Twitter's programmers speed Hadoop development

Cascading simplifies Twitter's MapReduce operations in Scala, Clojure, and Jython

Twitter's hundreds of millions of users share the latest news, ideas, and opinions with each other in real time, making it one of the Web's most popular communication platforms. All that activity renders Twitter a gold mine of metadata -- and has turned Twitter analytics team into a major Hadoop shop that analyzes petabytes of data from in excess of 175 million daily tweets, ad campaigns, and more. The goal of all this analysis is to improve Twitter service for both end-users and advertisers.

With Hadoop, developers define MapReduce jobs that allow a narrowly prescribed task -- typically an analytic task -- to be crunched for immense sets of data across a set of servers. A big challenge for Twitter was that, by default, programming for MapReduce requires special skills beyond Java chops. Developers need to rethink the way they code -- a common criticism of Hadoop.

Furthermore, the Twitter teams needed to be able to perform complex computations, machine learning, and linear algebra, none of which are necessarily intuitive to write in MapReduce for an average developer.

Taming Hadoop

Requiring sophisticated statistical functions for any of their developers to easily implement, Twitter turned to Current's Cascading framework, specifically designed with the creation of big data applications in mind.

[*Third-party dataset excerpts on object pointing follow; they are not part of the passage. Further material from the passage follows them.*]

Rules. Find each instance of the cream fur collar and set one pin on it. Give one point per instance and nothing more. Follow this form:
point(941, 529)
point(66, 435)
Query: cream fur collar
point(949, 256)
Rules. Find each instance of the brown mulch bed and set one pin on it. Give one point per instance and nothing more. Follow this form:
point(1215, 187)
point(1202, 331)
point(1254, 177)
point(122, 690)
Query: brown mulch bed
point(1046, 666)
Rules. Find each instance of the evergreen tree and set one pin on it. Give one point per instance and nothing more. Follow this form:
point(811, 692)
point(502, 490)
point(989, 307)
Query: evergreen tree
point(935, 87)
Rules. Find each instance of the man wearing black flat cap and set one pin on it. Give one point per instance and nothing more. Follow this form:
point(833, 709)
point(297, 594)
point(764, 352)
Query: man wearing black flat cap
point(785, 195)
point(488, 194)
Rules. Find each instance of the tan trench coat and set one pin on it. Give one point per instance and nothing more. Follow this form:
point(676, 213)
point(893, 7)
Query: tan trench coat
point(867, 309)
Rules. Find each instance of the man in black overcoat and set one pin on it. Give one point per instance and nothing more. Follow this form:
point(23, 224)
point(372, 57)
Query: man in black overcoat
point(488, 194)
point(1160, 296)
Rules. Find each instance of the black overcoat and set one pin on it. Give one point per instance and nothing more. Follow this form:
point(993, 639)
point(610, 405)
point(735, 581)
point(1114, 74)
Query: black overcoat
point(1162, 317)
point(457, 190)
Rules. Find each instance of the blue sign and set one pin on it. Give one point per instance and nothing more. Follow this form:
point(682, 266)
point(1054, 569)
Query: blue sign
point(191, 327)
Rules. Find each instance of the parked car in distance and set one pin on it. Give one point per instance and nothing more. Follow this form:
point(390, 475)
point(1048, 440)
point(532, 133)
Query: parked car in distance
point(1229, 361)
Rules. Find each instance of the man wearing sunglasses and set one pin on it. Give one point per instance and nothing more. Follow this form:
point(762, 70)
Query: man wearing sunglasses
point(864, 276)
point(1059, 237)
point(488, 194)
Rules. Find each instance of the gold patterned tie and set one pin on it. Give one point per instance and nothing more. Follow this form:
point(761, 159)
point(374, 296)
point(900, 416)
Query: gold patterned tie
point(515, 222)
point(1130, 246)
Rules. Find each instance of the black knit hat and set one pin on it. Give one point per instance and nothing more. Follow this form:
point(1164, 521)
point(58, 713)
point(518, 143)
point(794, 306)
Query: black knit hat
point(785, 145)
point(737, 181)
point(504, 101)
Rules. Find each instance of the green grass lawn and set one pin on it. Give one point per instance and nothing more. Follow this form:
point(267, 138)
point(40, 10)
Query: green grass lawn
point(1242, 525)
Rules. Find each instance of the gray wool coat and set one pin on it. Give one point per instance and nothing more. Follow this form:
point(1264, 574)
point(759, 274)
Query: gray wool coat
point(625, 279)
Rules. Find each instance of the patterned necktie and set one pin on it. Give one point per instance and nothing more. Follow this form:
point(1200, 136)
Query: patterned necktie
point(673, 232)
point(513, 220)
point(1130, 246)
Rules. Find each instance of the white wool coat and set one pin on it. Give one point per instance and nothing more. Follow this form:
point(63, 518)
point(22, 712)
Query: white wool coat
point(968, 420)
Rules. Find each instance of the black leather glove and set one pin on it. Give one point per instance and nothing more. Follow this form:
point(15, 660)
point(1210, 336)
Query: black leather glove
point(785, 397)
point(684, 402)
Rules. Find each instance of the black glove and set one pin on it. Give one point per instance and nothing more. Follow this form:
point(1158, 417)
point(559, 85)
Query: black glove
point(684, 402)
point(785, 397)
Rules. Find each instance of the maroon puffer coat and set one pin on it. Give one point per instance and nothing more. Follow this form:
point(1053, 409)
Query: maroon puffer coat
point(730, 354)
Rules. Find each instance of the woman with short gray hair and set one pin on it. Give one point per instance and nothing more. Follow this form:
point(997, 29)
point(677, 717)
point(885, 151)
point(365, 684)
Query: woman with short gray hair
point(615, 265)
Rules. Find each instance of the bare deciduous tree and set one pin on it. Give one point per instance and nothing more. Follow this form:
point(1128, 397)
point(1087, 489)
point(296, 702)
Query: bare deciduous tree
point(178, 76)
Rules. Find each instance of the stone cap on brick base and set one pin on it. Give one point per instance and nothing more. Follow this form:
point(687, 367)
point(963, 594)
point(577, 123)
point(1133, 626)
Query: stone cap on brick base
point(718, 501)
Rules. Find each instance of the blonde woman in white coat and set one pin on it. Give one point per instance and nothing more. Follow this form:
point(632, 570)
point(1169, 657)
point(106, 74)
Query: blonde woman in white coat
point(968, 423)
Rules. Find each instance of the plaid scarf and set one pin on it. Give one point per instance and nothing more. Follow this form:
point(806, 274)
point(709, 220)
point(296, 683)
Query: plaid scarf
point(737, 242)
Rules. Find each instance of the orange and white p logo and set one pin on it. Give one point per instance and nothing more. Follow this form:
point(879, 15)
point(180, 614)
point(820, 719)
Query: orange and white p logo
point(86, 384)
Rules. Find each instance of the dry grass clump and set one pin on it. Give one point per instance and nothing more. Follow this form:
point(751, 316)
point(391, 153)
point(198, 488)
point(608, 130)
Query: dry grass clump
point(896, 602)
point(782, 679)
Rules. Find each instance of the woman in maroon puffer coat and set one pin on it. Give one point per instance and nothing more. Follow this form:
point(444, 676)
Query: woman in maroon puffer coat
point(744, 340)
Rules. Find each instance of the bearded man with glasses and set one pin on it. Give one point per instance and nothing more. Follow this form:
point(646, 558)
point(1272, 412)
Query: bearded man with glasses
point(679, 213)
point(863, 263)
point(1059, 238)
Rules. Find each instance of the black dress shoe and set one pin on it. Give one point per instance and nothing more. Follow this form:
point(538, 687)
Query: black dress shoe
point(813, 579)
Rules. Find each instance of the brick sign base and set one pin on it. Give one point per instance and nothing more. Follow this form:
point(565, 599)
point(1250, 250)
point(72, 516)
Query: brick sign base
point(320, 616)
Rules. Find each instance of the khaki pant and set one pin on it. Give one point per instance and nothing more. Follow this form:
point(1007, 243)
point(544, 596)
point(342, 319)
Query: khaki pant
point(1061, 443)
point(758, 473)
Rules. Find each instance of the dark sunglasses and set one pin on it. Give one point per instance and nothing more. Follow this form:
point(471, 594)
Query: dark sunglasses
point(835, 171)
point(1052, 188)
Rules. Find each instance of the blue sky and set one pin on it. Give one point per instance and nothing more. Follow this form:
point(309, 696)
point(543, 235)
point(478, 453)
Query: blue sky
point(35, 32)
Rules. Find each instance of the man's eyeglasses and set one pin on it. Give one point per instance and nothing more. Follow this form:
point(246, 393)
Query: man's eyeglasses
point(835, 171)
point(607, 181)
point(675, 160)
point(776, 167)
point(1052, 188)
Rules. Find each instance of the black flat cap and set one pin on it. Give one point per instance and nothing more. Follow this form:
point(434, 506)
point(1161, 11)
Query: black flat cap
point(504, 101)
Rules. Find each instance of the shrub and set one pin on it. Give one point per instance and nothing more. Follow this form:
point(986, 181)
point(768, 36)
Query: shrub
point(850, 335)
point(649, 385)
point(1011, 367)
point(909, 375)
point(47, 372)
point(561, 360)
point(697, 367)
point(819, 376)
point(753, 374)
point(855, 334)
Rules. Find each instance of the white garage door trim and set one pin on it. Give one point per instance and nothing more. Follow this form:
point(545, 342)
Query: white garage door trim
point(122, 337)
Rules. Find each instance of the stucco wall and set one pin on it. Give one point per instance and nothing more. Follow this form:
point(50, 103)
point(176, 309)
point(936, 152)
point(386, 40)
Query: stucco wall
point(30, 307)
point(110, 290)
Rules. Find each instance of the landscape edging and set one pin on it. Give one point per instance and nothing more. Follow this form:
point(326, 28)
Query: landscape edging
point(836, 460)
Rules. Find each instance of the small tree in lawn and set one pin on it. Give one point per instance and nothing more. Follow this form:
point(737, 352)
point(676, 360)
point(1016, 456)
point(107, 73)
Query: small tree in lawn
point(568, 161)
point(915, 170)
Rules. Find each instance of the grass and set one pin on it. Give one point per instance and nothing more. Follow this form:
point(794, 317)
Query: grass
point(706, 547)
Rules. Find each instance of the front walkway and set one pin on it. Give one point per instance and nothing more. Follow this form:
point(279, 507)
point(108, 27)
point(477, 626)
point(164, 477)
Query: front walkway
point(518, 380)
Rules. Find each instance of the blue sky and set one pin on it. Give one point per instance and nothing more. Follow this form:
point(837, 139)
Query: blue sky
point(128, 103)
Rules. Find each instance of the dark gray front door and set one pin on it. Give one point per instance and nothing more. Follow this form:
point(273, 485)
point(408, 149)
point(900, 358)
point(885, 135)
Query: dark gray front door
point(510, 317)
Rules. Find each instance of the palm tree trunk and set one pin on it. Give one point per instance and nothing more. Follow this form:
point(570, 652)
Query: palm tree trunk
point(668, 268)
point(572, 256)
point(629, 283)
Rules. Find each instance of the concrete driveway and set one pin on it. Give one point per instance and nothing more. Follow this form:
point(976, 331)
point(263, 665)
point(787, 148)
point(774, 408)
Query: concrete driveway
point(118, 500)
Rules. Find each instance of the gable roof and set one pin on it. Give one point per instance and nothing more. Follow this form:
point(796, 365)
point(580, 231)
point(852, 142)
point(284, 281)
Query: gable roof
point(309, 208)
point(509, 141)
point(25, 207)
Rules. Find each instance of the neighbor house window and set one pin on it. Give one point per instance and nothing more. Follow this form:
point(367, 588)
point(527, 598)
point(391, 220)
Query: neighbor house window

Cascading provides a higher level of abstraction for Hadoop, allowing developers to create complex jobs quickly, easily, and in several different languages that run in the JVM, including Ruby, Scala, and more. In effect, this has shattered the skills barrier, enabling Twitter to use Hadoop more broadly.

Today, Cascading enables Twitter developers to create complex data processing workflows in their favorite programming languages while easily scaling to handle petabytes of data. Twitter has signed a contributor agreement with Concurrent so that Twitter's open source contributions are easily applied to the Cascading project.

Three teams dive deep

Three Twitter teams are using Cascading in combination with programming languages: The revenue team uses Scala, the publisher analytics team uses Clojure, and the analytics team uses Jython.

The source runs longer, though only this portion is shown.